U.S. unemployment has continued to decline since it peaked in 2009, and currently is well below 5%. This means that CROs have an uphill battle identifying new talent sources. According to Judy Canavan, managing partner, HR+Survey Solutions and the author of the study, turnover is extremely costly to CROs, “Turnover is a significant business issue; high turnover can undermine the relationship with a sponsor or lose a bid for new work.”
Canavan continues, “Employees have figured out that changing jobs is the key to maximizing their compensation and rounding out their CV, companies need to create internal career opportunities.”
CRAs (clinical research associates) often work from home but most of their week is spent on the road traveling to study sites. Finding a way to engage these employees and gain their loyalty is a challenge. Companies need to focus on both compensation and other approaches, such as work-life balance, to attract and retain talent.
To gain a more detailed picture of what CROs are doing to attract and retain key talent, in addition to their annual survey, HR+Survey Solutions conducted a hot topic survey in 2016 addressing this specific issue. Sixteen CRO companies participated in the survey. Some of the key findings of this survey found that:
Money is the most common solution for retaining talent.
- Off cycle raises are the most common approach to retain talent, with 85% use in the U.S. and 78% used outside the U.S. (OUS)
- 48% of companies also use retention bonuses as a way to keep talent, however this tactic is more prevalent OUS.
- Companies also rely on money to bring in new talent
- 80% of U.S. and 89% of OUS companies are offering above market/midpoint salaries at least some of the time.
- New hire sign-on bonuses were utilized by 81% of companies in our 2016 annual survey.
- Other Findings
- S. turnover in clinical monitoring was 29.4% in 2011; 24.4% in 2012; 16.4% in 2013; and 25.4% in 2014.
- Global turnover in clinical monitoring was 27.2% in 2011; 15.6% in 2012; 14.2% in 2013; and 17.9% in 2014.

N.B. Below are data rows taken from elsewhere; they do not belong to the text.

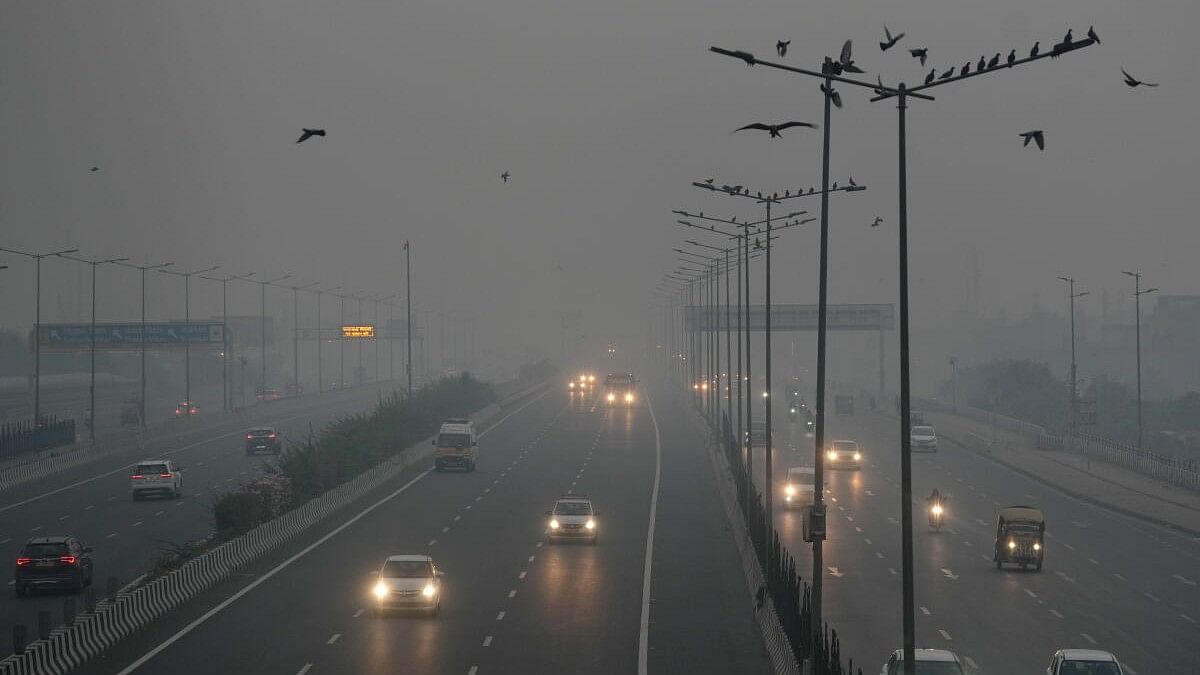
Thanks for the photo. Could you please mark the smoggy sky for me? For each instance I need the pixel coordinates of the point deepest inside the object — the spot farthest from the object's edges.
(604, 112)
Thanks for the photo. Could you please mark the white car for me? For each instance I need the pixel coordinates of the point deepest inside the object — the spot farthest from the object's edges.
(799, 490)
(923, 438)
(844, 454)
(929, 662)
(156, 477)
(573, 518)
(408, 581)
(1084, 662)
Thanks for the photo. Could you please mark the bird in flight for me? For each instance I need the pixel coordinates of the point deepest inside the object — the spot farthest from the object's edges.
(1035, 136)
(310, 132)
(1134, 82)
(847, 63)
(889, 40)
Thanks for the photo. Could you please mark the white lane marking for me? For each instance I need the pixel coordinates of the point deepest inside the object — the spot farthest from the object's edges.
(645, 625)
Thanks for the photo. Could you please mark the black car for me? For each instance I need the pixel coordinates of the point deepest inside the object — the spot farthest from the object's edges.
(263, 440)
(53, 562)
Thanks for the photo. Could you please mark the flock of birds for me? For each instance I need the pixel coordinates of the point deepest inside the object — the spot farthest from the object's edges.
(846, 64)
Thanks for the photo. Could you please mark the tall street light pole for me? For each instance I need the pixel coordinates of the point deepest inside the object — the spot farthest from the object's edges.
(187, 332)
(1137, 304)
(91, 335)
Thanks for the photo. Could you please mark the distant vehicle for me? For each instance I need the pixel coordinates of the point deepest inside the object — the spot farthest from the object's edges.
(928, 662)
(1020, 537)
(619, 389)
(48, 562)
(263, 440)
(1084, 662)
(801, 489)
(844, 454)
(923, 438)
(573, 518)
(156, 477)
(457, 446)
(408, 581)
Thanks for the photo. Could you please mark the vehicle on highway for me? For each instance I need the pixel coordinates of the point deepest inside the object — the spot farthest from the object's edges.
(1084, 662)
(928, 661)
(408, 581)
(457, 446)
(923, 438)
(844, 454)
(53, 562)
(801, 488)
(263, 440)
(157, 477)
(1020, 537)
(573, 518)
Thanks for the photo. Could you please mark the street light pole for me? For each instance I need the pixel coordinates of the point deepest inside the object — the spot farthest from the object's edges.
(1137, 303)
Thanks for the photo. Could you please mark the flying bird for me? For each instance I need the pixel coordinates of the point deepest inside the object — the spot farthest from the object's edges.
(833, 95)
(889, 40)
(1134, 82)
(847, 64)
(1037, 137)
(310, 132)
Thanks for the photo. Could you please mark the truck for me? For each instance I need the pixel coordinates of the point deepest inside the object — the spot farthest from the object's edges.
(456, 446)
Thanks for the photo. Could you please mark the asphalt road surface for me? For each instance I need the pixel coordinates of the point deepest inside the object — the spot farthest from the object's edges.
(1109, 581)
(511, 602)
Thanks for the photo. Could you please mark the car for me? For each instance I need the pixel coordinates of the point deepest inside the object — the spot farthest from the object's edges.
(844, 454)
(408, 581)
(1084, 662)
(263, 438)
(156, 477)
(923, 438)
(799, 488)
(928, 661)
(48, 562)
(573, 518)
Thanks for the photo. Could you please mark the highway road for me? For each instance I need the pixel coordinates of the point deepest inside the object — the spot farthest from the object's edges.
(511, 603)
(93, 502)
(1109, 581)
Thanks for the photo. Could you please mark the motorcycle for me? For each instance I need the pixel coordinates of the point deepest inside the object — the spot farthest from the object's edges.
(936, 517)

- Average salary levels for professional non-management positions in the survey increased by 7% from 2014 to 2015.
- Average salaries increased by 6% for regulatory jobs, 7% for safety/pharmacovigilance from 2015 to 2016.
The 18th annual CRO Industry Global Compensation and Turnover Survey was conducted by HR+Survey Solutions in 2016. A total of 22 public and private CROs with fewer than 500 to more than 12,000 employees participated in the niche study. Compensation data was collected and analyzed for 47 countries (turnover was reported for 45 countries) in addition to the United States. The annual comprehensive survey reports compensation levels (base salaries plus annual incentives and LTI) for 215 benchmark positions in both early and late stage in 18 job families including: executive, biostatistics, business development/sales, clinical research, database management, medical affairs, patient recruitment, pathology, quality assurance, regulatory, safety/pharmacovigilance, toxicology and site operations. It also covers critical topics such as turnover; annual incentive plan design; business development/sales incentives; benefits and perks; deferred compensation; employment contracts and allowances.